The wealthy buyers of the Volt each get a $7,500 tax credit for buying the car. The number of people who get the subsidy is unknown, because the company does not say how many of its buyers are individuals who pay taxes, as opposed to companies or government agencies.

All of the buyers, however, do enjoy a share of the roughly $1.5 billion in federal and state subsidies given to Chevrolet and its parts suppliers, according to a new analysis by James Hohman, assistant director of fiscal policy at the Mackinac Center for Public Policy.

The government subsidies add up to a potential maximum of $250,000 for each of the 6,000 Volts that was sold by the end of November, 2011.

If the subsidies are discounted to include portions of the various subsidies not actually snagged by the companies, or also applied to other projects, the value per Volt of the already-used subsidies is somewhere between $30,000 and $88,000 per auto, he said

Those government paybacks may be ever higher than Hohman estimated, because his calculations do not include technology research subsidies awarded before September 2008, nor do they include green technology grants distributed by the Department of Energy, he said.

Green tech subsidies, for example, allowed Virginia’s Fairfax County to buy five Volts this year.
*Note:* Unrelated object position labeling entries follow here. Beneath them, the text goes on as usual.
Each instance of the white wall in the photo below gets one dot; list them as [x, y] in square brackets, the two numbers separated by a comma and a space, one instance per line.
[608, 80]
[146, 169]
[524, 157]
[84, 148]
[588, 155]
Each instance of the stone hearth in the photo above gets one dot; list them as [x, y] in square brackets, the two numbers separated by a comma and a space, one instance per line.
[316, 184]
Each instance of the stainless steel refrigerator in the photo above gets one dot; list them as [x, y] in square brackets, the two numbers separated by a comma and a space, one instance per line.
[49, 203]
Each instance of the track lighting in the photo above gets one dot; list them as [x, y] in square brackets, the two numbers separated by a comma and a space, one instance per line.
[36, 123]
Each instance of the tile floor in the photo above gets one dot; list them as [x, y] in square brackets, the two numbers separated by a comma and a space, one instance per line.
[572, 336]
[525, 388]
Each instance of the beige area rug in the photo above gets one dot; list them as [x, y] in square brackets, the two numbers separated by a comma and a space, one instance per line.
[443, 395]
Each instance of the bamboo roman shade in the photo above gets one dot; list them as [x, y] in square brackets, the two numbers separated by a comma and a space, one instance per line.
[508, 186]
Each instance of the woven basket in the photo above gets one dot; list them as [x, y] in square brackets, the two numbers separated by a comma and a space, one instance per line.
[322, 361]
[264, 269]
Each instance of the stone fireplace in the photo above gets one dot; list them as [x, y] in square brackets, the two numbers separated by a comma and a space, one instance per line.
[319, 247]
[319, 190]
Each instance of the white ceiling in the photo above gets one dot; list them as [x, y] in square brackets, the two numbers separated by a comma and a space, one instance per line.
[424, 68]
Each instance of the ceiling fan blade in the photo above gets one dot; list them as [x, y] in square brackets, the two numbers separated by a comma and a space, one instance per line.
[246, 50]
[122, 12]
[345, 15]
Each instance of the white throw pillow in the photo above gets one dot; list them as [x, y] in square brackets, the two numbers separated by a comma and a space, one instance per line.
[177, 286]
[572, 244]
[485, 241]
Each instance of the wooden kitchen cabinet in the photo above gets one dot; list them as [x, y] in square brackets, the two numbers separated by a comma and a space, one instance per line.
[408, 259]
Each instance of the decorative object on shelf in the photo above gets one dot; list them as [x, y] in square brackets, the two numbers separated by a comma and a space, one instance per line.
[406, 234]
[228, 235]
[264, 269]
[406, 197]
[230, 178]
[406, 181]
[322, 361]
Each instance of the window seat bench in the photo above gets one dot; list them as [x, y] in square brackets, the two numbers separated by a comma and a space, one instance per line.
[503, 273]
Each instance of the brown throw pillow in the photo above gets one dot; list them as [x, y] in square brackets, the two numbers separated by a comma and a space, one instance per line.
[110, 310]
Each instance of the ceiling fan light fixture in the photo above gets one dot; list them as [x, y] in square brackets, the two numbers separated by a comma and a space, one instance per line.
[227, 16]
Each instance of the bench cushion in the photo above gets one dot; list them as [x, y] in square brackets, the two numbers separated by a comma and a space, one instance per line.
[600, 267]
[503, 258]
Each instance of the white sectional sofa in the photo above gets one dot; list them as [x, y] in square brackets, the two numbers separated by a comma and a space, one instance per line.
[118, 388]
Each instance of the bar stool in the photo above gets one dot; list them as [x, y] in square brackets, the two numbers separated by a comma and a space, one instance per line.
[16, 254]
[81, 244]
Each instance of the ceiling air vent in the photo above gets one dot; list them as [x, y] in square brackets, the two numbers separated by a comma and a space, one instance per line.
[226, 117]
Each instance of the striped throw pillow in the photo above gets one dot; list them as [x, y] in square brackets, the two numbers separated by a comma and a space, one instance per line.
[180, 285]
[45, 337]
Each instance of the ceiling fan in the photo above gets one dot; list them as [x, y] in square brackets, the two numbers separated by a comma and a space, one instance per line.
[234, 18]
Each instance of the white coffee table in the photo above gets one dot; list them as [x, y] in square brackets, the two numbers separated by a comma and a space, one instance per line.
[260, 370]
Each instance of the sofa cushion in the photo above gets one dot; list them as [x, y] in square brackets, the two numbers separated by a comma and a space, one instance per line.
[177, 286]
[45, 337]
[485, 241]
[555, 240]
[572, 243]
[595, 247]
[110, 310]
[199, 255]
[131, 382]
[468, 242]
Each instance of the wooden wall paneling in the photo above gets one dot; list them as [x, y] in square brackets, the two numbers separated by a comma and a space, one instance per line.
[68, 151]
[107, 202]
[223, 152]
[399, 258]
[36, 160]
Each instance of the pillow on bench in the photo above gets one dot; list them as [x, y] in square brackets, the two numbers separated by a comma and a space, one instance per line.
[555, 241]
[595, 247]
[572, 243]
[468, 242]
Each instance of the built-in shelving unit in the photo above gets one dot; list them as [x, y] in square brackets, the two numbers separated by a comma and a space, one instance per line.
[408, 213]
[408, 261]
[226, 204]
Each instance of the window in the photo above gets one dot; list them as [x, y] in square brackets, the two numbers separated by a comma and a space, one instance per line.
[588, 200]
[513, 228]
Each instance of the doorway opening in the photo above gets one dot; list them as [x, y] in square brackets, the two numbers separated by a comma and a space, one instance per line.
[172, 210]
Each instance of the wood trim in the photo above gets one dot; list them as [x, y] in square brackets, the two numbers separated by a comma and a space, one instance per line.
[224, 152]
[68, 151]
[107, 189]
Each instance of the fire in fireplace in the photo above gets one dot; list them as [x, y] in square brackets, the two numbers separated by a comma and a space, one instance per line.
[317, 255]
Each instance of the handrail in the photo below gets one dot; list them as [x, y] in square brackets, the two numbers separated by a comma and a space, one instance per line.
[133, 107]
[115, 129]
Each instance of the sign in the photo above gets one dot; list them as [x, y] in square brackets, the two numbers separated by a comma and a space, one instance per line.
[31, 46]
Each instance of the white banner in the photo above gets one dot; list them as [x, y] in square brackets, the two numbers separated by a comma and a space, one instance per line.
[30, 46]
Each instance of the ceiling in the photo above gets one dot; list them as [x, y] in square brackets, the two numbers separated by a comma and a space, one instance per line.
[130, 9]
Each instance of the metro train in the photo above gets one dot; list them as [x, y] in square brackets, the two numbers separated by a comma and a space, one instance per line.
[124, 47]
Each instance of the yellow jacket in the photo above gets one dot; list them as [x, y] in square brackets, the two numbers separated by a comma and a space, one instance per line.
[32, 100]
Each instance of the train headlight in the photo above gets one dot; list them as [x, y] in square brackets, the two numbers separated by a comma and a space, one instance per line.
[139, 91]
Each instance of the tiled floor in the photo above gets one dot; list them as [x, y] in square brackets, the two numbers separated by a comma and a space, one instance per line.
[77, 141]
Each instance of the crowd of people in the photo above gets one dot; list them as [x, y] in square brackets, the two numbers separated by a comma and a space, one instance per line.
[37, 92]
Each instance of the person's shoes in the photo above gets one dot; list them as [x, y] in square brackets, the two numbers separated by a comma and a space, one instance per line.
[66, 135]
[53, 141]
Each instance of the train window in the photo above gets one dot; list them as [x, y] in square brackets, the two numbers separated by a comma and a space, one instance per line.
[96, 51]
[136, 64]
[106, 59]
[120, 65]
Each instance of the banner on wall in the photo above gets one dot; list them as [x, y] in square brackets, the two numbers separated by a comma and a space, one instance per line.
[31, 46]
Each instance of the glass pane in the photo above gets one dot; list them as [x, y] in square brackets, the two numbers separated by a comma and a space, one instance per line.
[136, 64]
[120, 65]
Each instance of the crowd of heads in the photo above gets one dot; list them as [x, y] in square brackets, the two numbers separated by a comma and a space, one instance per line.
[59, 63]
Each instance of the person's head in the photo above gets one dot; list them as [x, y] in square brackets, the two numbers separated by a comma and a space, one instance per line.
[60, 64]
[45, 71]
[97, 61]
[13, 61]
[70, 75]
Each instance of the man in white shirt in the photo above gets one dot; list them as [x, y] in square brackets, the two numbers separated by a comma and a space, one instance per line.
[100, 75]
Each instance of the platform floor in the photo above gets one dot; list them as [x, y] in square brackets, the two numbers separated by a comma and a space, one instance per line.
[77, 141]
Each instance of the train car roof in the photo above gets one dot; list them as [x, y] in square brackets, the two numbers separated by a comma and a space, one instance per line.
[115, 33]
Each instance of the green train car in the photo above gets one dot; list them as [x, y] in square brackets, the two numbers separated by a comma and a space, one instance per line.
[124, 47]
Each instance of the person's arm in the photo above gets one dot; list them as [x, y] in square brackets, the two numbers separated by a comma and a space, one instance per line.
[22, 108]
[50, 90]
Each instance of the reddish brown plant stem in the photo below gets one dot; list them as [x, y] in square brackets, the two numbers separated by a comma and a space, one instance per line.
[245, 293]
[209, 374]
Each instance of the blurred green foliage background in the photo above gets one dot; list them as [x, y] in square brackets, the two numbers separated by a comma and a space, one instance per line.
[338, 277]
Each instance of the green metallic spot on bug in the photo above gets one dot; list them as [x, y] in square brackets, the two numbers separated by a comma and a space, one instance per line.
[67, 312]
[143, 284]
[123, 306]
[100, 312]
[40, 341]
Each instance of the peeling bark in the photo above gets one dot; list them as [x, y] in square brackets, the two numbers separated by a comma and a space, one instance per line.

The county near Washington, D.C. spent roughly $30,000 from Virginia taxpayers and another $10,000 in federal funds to buy the five autos, a Fairfax County official told The Daily Caller.

GM officials insist most Volts are sold to ordinary buyers, not to municipal or state governments.

The startling $170,000-per-year earnings number for Volt owners was revealed by General Motors CEO Dan Akerson in a Dec. 16 interview with the Associated Press.

That income puts them in the top 7 percent of households, according to census data, and slightly above the rankings held by households with BMWs, Lexuses or Cadillacs.

“The average purchaser of a Volt is earning $170,000 a year … some of them — I think roughly half — are either [Toyota] Prius or BMW owners,” Akerson said.

The average income of BMW buyers is almost $170,000, according to a May 2010 article in Bloomberg Business Week. Cadillac buyers earn almost $130,000, and Lexus buyers take home an average of $141,000.

Only Mercedes-Benz drivers earn more than Volt drivers, an average of $174,000 per year.

“There is probably a niche market out there for the Volt, regardless of its taxpayer support,” Hohman told TheDC. But the company won’t just serve that niche market, he said, “because they’ve been offered this subsidy.”